Why Was Peru’s President Impeached?
The impeachment of President Pedro Castillo Terrones marks Peru’s latest political crisis. As violent protests extend into their second week, what’s in store for the Andean nation?
Why was Peruvian President Pedro Castillo Terrones ousted?
On December 7, hours before a third attempt to impeach him, Castillo announced his plans to dissolve Congress and install an emergency government that would rule by decree. He also called for new legislative elections. The move, widely condemned as an attempted autogolpe (Spanish for “self-coup”), prompted a slew of resignations from cabinet members and top government officials. Peru’s military and police forces called his actions unconstitutional and refused to support them. After attempting to seek asylum at the Mexican embassy in Peru’s capital, Lima, Castillo was arrested on charges of conspiracy and rebellion before lawmakers successfully impeached him. He could face up to twenty years in jail.
He was succeeded by his vice president, Dina Boluarte Zegarra, making her Peru’s first female head of state and the country’s sixth president in as many years. A lawyer by trade, she was a member of Castillo’s Free Peru party until earlier this year and has criticized his attempt to consolidate power.
How did Peru get here?
Castillo’s impeachment just eighteen months after his inauguration marks Peru’s latest in a long string of political crises. A former rural schoolteacher and union leader, Castillo ran on a Marxist and nationalist platform, promising to raise taxes on the rich, nationalize Peru’s massive mining industry, and rewrite the country’s constitution. He has drawn most of his support from poor farmers and Indigenous communities who feel ignored by the political elite. “Around 30 percent of the population, mainly in the Andes and the south, have long felt disaffected and neglected, and they identify with Castillo and see him as a victim of ‘Lima’ and a ‘white elite,’” writes the Economist’s Michael Reid.

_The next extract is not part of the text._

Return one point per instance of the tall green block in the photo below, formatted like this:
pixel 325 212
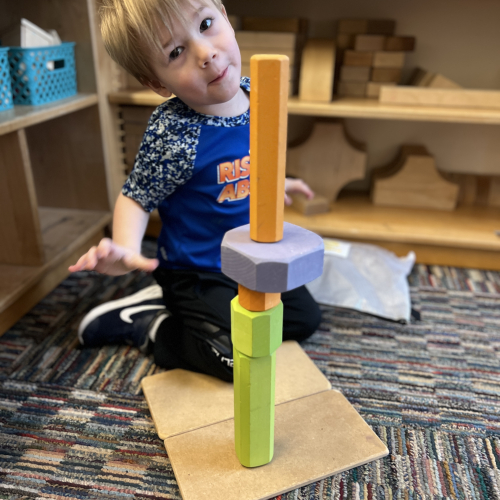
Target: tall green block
pixel 254 380
pixel 255 336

After taking office, Castillo faced accusations of corruption and opposition from the majority of lawmakers over his radical proposals. His Free Peru party, while the biggest single faction in Congress, holds only 37 of 130 total seats. This political fragmentation has made it difficult to pass legislation, and it led to the two previous failed impeachment attempts.
For many observers, Castillo’s latest actions are reminiscent of a long history of conflict between legislatures and presidents, both in Peru and across Latin America. Former Peruvian President Alberto Fujimori, for instance, ruled as a dictator for nearly a decade after his 1992 autogolpe, which had the military’s support. Fujimori and several other former Peruvian presidents have likewise faced investigations or imprisonment for alleged corruption.
How have Castillo’s supporters reacted?
Since Castillo’s arrest, violent protests by his supporters have erupted across the country, leading to a rare national declaration of emergency. The demonstrators, who see Castillo’s removal as illegitimate, have set up blockades in and around major cities, including the capital. Some have set fires and staged attacks on police stations and television network operations. Backed by the country’s largest federation of labor unions and its largest association of Indigenous people, they are calling for Castillo’s release, the dissolution of Congress, and fresh elections. More than twenty people have been killed in the unrest, and human rights groups such as Amnesty International have urged police to refrain from using excessive force.
Boluarte’s thirty-day state of emergency curtails some constitutional rights, including the rights to assembly and freedom of movement across the country. The government has also deployed the military to protect strategic infrastructure, such as airports, hydroelectric plants, and judicial buildings, arguing that the ongoing disruption could cost certain sectors upward of tens of millions of dollars per day. Even before the current turmoil, international credit rating agency Fitch had downgraded Peru’s credit outlook over concerns that the country could default on its foreign currency debt payments.
Efforts are underway to defuse the situation, but they are slow-moving. The Supreme Court has denied Castillo’s appeal for release, and Congress has rejected Boluarte’s proposal to move forward general elections, originally scheduled for 2026, to December 2023. In addition to seeking a new election, Boluarte has said she also supports constitutional reform, though details are scarce. Meanwhile, international pressure is building: the presidents of Argentina, Bolivia, Colombia, and Mexico, a grouping of left-wing leaders, have denounced Castillo’s removal and subsequent detention, citing violations of international human rights law.
But even if new elections are held, they may not appease Castillo’s supporters. “The fundamental problems driving the unrest will not go away: an abysmal gap remains between the powerful capital Lima and much of the rest of the country which identified with Castillo,” writes the Guardian’s Dan Collyns.